「え、でも…」

「分かってんのか。ここが、紫炎が、どんだけ汚ねぇ場所か」

 まだ、引き返せる。

 完全にすべてを知る前に抜ければ、まだ何とかなる。

「だ、だって、夏樹さんだって」

「俺は…抜けたくても、逃げれないから」

「え?」

「…だから、逃げろ。ここに来る意味はねぇよ」

 リツキに報告してない今、こいつが紫炎を抜けるには絶好の機会だ。

 警察に捕まったとか適当にはぐらかせば、入りたての中学生なんかすぐに忘れられる。

 へました奴をまた入れるほどリツキはバカじゃねぇし。

 しばらく俺を見てた中学生はいきなり自嘲を浮かべる。

「行く場所、ないんです」

「は?」

「…僕の兄ちゃん、捕まって。

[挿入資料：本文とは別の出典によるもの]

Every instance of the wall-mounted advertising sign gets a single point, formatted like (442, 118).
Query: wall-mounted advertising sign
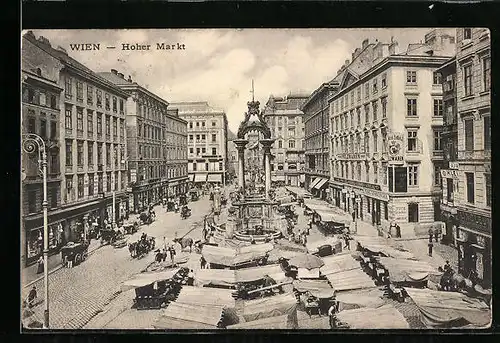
(395, 147)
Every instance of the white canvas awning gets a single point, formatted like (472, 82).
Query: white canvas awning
(316, 180)
(215, 178)
(321, 183)
(200, 178)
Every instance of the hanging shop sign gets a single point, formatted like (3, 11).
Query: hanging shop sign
(395, 147)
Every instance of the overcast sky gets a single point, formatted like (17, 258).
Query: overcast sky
(218, 65)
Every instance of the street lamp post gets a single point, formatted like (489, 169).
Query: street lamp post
(32, 143)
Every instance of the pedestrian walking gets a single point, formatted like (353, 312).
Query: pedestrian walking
(40, 266)
(332, 313)
(398, 231)
(190, 280)
(172, 256)
(32, 295)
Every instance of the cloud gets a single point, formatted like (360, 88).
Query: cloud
(218, 64)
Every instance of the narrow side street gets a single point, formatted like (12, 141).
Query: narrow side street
(79, 293)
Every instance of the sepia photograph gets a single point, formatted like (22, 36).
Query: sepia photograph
(240, 179)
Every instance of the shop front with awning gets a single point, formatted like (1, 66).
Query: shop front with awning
(321, 183)
(200, 178)
(315, 181)
(214, 178)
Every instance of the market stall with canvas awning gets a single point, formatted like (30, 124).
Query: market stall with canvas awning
(320, 183)
(215, 277)
(206, 296)
(384, 317)
(214, 178)
(278, 305)
(350, 280)
(314, 183)
(403, 270)
(144, 279)
(182, 316)
(200, 178)
(439, 309)
(339, 263)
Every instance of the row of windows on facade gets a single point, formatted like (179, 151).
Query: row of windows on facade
(68, 93)
(468, 76)
(154, 112)
(470, 184)
(44, 131)
(119, 184)
(354, 96)
(470, 137)
(280, 166)
(292, 144)
(317, 142)
(356, 170)
(272, 121)
(68, 123)
(201, 124)
(155, 132)
(356, 144)
(292, 132)
(316, 124)
(201, 138)
(169, 153)
(40, 97)
(355, 117)
(202, 151)
(35, 203)
(147, 172)
(207, 167)
(118, 150)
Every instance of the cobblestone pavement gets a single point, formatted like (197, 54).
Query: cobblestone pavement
(29, 274)
(79, 293)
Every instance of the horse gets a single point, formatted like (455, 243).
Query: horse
(185, 242)
(132, 249)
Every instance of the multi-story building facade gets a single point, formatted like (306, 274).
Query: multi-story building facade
(207, 142)
(449, 142)
(386, 124)
(285, 119)
(317, 143)
(92, 139)
(40, 116)
(474, 198)
(156, 145)
(232, 157)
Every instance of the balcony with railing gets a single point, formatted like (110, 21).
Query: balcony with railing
(474, 155)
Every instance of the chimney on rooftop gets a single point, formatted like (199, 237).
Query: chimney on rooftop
(61, 49)
(44, 40)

家賃払えなくなって、追い出されたんです」

「…だとしても、紫炎にはこれ以上留まるな」

「なら、どこに行けって言うんですか!!頼れる人も、誰もいないんです!!リツキさんに拾ってもらって、俺はもう…」

 どうしてか過去の自分を思い出す。

 何も知らなくて、ただ生きるのに必死だったころの自分を…。

 でも、だからこそ…。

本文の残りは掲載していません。